1. A promessa de Jesus
«As portas do inferno não prevalecerão» (Mt 16,18). «Estou convosco todos os dias» (Mt 28,20). A indefectibilidade da Igreja é de fé.
Crise ≠ extinção. Já houve séculos escuros; a Igreja permaneceu.
2. Sedevacantismo
Dizer que não há Papa há décadas destrói a visibilidade da Igreja e a sucessão. Quem decide a vacância? Cada grupo a sua maneira — e a divisão se multiplica.
A Igreja sempre soube reconhecer o Papa legítimo de modo público e universal.
3. Cisma «tradicionalista»
Amar a tradição é católico. Separar-se da Sé de Pedro em nome da tradição é contradição: a Tradição inclui o primado.
A regularização e o diálogo existem; o isolamento dogmático não é santidade.
4. FSSPX e regularidade
Há bens e dramas nessa história. O ponto de princípio permanece: a plena comunhão com o Papa não é opcional.

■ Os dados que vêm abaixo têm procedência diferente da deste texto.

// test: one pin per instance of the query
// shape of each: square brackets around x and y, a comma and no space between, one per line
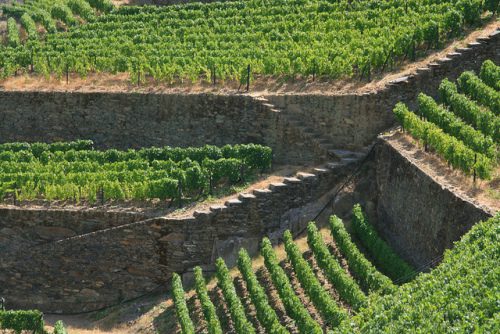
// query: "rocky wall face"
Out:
[37,226]
[121,120]
[90,271]
[418,217]
[354,120]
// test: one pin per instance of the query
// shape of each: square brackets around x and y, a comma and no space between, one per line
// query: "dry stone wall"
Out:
[122,120]
[123,256]
[102,268]
[354,120]
[419,217]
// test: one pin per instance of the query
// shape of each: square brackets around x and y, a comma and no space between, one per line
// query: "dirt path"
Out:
[105,82]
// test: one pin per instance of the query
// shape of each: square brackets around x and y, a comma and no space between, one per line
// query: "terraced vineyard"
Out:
[310,292]
[465,128]
[74,171]
[227,40]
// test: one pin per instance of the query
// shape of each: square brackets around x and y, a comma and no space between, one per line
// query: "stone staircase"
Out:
[322,145]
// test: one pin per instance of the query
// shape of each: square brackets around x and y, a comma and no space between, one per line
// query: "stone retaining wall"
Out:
[102,268]
[354,120]
[419,217]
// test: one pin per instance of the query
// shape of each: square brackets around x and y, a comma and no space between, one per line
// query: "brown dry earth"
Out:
[105,82]
[155,313]
[159,316]
[483,193]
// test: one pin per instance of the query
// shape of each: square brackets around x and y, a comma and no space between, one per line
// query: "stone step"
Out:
[347,154]
[347,161]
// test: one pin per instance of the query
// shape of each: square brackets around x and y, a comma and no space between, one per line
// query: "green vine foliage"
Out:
[13,38]
[181,308]
[382,253]
[265,313]
[347,288]
[209,312]
[450,148]
[294,307]
[458,296]
[75,171]
[454,126]
[490,74]
[331,39]
[19,321]
[480,118]
[369,277]
[477,90]
[225,282]
[322,300]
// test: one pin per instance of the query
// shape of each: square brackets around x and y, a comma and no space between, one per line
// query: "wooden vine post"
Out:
[67,73]
[248,77]
[474,172]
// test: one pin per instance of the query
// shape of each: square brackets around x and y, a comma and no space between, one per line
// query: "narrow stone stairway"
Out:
[323,145]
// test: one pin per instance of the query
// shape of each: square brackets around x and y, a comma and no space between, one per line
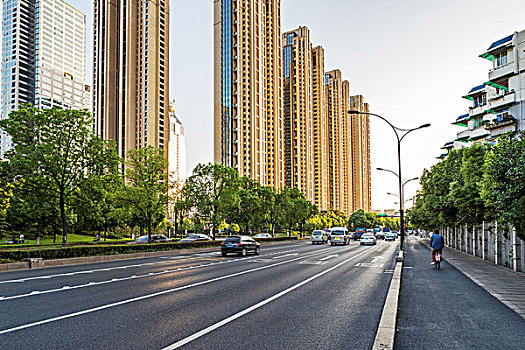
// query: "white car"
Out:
[368,238]
[196,237]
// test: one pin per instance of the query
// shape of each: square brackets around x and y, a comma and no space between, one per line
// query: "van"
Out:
[339,235]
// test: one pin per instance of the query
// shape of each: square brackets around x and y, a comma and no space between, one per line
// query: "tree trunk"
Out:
[55,230]
[149,230]
[38,230]
[64,219]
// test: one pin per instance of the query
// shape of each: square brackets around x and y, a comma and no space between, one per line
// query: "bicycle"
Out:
[437,260]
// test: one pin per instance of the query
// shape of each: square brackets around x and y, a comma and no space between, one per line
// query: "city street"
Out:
[292,296]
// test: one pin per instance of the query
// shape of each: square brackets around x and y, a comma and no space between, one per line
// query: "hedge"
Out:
[80,251]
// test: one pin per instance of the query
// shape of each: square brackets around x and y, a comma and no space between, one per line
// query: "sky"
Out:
[412,60]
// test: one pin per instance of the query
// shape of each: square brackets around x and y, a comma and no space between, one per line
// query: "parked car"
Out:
[319,236]
[154,239]
[240,245]
[368,238]
[196,237]
[390,236]
[339,235]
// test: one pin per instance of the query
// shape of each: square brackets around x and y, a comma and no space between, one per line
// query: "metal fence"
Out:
[489,241]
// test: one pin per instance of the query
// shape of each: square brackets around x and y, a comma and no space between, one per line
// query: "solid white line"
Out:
[149,296]
[258,305]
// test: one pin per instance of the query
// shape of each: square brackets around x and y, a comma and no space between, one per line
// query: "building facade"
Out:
[177,148]
[333,111]
[498,105]
[298,117]
[43,57]
[361,163]
[248,118]
[131,72]
[320,131]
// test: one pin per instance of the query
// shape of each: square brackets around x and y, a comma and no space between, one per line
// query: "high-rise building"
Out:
[177,147]
[333,111]
[498,105]
[131,72]
[248,122]
[319,134]
[346,149]
[361,165]
[43,57]
[298,117]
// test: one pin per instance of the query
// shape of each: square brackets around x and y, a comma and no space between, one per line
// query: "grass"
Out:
[48,241]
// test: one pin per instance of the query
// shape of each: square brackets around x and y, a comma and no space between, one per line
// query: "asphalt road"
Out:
[445,310]
[293,296]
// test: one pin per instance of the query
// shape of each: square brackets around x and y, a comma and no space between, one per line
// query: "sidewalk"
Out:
[444,309]
[504,284]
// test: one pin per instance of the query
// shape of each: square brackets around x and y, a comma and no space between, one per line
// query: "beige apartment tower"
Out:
[248,119]
[131,72]
[333,111]
[319,133]
[298,118]
[346,145]
[361,166]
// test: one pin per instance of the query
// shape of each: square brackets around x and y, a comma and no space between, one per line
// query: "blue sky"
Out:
[411,59]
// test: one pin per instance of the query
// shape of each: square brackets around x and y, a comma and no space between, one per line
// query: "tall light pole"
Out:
[404,132]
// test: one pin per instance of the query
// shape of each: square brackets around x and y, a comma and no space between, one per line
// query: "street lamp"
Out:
[399,139]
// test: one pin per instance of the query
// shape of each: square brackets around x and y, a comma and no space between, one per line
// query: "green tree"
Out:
[503,185]
[52,150]
[146,189]
[212,191]
[466,191]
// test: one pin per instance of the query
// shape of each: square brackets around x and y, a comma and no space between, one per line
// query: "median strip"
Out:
[149,296]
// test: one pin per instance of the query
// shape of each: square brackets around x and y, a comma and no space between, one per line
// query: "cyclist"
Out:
[436,245]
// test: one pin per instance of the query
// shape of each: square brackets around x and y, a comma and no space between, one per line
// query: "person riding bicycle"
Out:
[436,245]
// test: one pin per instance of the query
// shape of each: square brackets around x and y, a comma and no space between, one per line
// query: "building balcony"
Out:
[502,71]
[508,124]
[503,100]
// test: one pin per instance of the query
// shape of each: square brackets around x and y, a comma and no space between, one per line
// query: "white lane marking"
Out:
[258,305]
[376,259]
[329,257]
[113,280]
[21,280]
[149,296]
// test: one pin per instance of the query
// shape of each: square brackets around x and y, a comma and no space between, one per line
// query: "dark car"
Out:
[154,239]
[240,245]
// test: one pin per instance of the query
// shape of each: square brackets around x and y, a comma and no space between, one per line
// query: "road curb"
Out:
[26,265]
[387,326]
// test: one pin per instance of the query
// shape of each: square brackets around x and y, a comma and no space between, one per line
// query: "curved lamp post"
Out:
[400,135]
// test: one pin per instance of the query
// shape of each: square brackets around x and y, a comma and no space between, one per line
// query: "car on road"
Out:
[390,236]
[240,245]
[339,235]
[368,238]
[154,239]
[319,236]
[196,237]
[358,233]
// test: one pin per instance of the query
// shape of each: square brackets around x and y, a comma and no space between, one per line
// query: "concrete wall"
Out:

Reze pela unidade; não construa uma igreja paralela «mais pura».
5. O que fazer na crise
Santidade pessoal, doutrina sólida (Catecismo), sacramentos, caridade. Corrija erros com respeito ao Magistério vivo.
O diabo ganha se a indignação virar cisma. Cristo ganha se a indignação virar santidade.